The Center brings together a broad group of MIT researchers with gynecological surgeons and industry partners. “We’re working very closely with wonderful advisors in industry who are cheering us on, because until they have models of efficacy and can unravel a new research direction it’s very hard for companies to make a commitment to these diseases,” she comments.

Partnering with Pharmaceuticals
The Center is just one framework in which Griffith works with numerous pharmaceutical partners.

“Drug companies have a pipeline, and we’re adding to the tools in their pipeline,” she says. “What we’re building is not replacing regular cell culture or animals, it’s adding the ability to bring part of a clinical trial further up in the lab. So before you go into people, you’re actually trying to bring the people to the lab, in a miniature form, and test things on them.”

“There really is a huge interest in how do we bridge the in vitro-in vivo correlations for drug efficacy and toxicity,” she notes. “And we now appreciate that it’s very complicated by individual patient situations such as taking another drug or having an underlying stressor such as obesity.”

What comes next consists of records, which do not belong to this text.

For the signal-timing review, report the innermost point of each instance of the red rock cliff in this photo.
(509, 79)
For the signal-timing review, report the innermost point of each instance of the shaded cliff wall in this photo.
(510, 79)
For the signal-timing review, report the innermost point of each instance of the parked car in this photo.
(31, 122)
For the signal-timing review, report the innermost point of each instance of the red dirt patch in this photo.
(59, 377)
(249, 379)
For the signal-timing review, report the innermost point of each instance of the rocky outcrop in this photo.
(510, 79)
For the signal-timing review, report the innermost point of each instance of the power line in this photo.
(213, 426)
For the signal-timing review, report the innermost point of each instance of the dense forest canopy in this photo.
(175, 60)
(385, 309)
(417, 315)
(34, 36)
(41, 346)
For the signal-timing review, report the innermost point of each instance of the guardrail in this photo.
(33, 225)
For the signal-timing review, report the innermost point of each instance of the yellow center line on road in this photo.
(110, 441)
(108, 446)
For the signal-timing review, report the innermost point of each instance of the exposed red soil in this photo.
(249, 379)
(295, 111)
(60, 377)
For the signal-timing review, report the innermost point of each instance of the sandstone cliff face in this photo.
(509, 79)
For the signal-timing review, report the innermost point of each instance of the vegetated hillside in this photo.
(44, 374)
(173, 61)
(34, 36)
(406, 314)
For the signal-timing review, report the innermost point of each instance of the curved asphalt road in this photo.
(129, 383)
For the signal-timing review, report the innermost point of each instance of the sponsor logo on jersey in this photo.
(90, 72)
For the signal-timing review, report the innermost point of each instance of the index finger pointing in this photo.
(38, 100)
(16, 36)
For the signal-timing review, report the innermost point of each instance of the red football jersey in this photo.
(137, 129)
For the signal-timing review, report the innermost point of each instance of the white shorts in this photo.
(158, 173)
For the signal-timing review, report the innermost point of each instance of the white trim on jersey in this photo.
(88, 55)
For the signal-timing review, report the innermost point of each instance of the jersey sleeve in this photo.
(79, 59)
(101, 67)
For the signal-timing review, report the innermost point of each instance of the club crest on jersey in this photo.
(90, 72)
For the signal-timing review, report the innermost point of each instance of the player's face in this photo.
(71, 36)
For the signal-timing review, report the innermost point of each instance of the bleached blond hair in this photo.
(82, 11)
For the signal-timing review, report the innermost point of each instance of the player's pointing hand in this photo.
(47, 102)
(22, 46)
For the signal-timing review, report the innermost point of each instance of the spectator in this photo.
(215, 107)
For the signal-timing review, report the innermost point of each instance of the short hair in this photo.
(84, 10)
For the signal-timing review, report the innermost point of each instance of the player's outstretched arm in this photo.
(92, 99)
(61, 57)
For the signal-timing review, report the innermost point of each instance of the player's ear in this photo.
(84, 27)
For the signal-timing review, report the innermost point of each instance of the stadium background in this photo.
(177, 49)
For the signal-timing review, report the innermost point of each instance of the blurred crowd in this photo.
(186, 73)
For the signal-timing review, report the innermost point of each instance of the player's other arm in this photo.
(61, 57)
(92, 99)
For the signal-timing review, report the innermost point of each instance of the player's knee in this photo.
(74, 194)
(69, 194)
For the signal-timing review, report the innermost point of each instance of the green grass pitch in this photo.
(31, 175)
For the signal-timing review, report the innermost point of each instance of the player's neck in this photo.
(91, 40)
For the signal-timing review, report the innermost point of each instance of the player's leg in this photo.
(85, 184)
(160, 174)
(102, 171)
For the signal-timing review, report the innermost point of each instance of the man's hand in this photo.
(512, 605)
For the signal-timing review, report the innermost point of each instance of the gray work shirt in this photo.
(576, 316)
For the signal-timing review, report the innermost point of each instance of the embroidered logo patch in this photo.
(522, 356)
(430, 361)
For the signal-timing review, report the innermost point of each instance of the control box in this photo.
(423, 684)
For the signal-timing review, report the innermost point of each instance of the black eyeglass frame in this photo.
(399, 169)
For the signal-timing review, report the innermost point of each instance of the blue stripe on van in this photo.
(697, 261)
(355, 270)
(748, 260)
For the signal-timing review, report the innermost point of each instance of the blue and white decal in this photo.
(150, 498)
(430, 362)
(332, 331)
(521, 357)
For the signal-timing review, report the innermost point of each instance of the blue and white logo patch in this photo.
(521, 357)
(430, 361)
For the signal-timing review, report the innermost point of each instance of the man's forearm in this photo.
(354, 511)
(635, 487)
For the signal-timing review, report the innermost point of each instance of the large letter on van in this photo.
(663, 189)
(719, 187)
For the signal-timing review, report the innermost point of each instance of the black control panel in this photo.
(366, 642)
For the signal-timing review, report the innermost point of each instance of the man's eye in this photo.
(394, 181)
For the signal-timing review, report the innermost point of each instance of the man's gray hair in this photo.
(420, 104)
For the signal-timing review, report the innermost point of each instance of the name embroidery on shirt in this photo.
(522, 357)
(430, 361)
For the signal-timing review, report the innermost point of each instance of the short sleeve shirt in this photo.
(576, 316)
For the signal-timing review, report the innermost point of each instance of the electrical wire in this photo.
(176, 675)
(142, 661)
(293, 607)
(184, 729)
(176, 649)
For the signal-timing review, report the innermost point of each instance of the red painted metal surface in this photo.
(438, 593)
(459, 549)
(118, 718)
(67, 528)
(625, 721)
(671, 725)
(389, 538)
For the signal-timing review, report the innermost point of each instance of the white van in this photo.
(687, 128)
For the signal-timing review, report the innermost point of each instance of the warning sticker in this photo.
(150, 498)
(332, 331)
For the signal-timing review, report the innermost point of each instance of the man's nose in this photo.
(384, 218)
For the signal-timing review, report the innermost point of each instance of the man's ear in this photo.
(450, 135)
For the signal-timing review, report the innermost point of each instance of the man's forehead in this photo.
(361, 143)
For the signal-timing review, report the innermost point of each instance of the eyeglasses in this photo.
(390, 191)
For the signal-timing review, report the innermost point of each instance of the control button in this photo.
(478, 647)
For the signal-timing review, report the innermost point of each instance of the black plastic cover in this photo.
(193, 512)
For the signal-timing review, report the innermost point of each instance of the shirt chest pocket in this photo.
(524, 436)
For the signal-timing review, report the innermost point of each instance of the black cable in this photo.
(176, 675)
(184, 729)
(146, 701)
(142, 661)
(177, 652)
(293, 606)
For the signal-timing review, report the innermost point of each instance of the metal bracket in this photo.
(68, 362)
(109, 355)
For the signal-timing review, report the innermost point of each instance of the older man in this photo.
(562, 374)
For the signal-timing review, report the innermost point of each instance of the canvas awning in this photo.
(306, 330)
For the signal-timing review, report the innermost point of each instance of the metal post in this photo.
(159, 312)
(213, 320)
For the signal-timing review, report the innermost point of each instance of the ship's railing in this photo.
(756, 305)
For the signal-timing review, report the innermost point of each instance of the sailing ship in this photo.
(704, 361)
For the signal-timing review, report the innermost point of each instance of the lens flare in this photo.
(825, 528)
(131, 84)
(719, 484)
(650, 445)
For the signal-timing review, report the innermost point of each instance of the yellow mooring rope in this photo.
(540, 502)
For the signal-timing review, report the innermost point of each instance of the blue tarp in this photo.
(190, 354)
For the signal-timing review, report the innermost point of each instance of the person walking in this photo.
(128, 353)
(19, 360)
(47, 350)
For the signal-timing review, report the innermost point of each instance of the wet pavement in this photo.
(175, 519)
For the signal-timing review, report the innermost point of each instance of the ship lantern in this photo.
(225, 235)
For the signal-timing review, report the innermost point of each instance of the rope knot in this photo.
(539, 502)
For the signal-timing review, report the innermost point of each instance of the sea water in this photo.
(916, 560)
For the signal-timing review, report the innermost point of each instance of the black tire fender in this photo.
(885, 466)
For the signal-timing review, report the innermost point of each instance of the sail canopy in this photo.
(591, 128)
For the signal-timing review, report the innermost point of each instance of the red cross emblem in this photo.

“There are many different facets of patient states that we need to capture, and we need to do it in an efficient way,” she adds. “We communicate very frequently with our industry advisors about this topic, and it’s a very interesting two-way flow of information. We send people to their labs, so we can see how Amgen, Novartis, Pfizer or Sanofi would actually use a model. We don’t want to make it too complicated for them to use in a meaningful way.”